6 Main theorem
Combining the envelope domination from Chapter 5 with the extremal witness from Chapter 4 yields the sharp comparison theorem.
The sharp admissible Gaussian scale is \(c_\star = c_0\). Equivalently:
Every centered real random variable satisfying \(\mathbb {P}(|X|{\gt}t)\le 2e^{-t^2/2}\) for all \(t \ge 0\) is convex-dominated by the centered Gaussian law of scale \(c_0\).
For every \(c {\lt} c_0\), convex domination by the Gaussian law of scale \(c\) fails, already for the canonical witness \(\mu ^\star \) and an explicit hinge test function.
For domination: Theorem 15 shows that the Gaussian stop-loss transform at scale \(c_0\) dominates the sharp envelope \(J_G\). Theorem 8 then upgrades this stop-loss comparison to full convex domination.
For sharpness: Theorem 11 identifies the stop-loss of the canonical witness \(\mu ^\star \) with the envelope itself.

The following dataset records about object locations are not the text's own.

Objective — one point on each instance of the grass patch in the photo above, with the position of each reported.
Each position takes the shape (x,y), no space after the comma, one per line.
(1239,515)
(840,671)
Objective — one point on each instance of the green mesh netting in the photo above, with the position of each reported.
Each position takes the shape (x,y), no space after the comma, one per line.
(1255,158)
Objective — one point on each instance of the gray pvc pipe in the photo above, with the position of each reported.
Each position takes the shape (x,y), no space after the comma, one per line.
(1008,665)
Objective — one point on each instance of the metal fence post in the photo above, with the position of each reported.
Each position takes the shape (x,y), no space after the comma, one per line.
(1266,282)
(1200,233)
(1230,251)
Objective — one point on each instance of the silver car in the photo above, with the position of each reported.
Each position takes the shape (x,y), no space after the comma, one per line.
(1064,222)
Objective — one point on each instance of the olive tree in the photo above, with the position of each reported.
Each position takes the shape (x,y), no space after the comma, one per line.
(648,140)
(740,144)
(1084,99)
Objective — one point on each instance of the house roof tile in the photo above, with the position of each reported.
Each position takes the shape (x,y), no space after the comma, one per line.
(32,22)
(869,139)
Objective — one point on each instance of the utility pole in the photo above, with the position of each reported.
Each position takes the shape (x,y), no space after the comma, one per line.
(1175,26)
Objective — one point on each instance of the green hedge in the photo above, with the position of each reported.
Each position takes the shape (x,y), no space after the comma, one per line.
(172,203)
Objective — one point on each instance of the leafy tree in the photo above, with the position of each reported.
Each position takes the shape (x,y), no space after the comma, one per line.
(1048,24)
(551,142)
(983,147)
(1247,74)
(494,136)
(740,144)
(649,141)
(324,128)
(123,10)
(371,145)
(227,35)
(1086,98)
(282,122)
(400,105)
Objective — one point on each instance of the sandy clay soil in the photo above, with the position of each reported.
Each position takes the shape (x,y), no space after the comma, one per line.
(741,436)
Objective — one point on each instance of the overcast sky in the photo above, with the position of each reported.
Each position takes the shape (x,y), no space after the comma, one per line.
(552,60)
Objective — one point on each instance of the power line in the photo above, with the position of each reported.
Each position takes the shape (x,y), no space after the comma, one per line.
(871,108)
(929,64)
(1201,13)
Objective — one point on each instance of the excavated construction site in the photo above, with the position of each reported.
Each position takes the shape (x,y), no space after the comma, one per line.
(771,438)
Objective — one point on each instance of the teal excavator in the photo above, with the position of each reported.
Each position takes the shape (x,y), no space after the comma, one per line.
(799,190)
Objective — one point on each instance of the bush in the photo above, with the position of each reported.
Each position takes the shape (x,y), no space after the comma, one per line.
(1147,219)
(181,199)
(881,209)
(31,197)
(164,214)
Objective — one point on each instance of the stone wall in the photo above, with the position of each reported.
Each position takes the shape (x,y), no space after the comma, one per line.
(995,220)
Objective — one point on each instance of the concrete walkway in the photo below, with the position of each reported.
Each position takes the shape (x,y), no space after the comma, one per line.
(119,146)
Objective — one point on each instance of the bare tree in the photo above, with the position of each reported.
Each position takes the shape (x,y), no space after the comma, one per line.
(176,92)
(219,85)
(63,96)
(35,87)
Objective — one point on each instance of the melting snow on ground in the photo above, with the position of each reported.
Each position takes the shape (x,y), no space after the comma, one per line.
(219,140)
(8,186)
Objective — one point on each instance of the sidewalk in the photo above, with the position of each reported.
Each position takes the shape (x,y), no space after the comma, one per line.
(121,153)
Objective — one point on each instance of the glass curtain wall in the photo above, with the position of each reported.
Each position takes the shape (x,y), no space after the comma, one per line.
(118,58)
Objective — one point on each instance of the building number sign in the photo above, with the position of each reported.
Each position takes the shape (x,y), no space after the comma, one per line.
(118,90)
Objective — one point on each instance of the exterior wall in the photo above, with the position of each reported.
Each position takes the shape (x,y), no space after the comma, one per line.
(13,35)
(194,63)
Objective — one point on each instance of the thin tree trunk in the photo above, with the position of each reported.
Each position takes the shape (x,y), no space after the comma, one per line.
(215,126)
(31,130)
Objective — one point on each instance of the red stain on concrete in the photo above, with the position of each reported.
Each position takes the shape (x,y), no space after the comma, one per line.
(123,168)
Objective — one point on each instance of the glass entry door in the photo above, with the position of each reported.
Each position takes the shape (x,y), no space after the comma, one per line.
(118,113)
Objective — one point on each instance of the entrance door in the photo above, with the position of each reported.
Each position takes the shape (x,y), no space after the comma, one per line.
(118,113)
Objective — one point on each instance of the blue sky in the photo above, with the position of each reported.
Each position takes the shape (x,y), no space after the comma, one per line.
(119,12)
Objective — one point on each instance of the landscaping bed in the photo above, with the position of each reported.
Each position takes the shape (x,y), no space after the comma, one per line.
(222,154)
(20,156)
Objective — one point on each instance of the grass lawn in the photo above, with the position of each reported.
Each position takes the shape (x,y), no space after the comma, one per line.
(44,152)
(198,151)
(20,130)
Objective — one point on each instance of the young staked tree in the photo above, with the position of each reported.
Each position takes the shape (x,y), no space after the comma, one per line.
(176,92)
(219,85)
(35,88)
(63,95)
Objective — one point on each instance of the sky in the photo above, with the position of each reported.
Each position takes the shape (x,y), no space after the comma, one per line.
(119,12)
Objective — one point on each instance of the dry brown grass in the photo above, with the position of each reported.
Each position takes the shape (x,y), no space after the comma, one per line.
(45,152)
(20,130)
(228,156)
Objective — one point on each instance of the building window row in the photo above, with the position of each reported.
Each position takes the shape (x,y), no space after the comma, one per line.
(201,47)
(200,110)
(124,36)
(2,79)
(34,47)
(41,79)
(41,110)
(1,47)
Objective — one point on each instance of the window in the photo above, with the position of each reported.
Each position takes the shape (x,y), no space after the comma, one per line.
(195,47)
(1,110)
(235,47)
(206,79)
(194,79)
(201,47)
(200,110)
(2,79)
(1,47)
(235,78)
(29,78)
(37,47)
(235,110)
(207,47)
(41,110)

At the threshold \(u = cz\), the Gaussian stop-loss of scale \(c\) evaluates to \(c\varphi (z) - up_0\), while the envelope is at least \(B - up_0\). If \(c {\lt} c_0 = B/\varphi (z)\), then the witness stop-loss is strictly larger. The hinge function \(x \mapsto (x-u)_+\) therefore exhibits a convex test function for which the comparison fails.
For code navigation, the two halves also appear separately in GaussianAsymptotics.lean as gaussianDomination_c0 and gaussianSharpness_below_c0.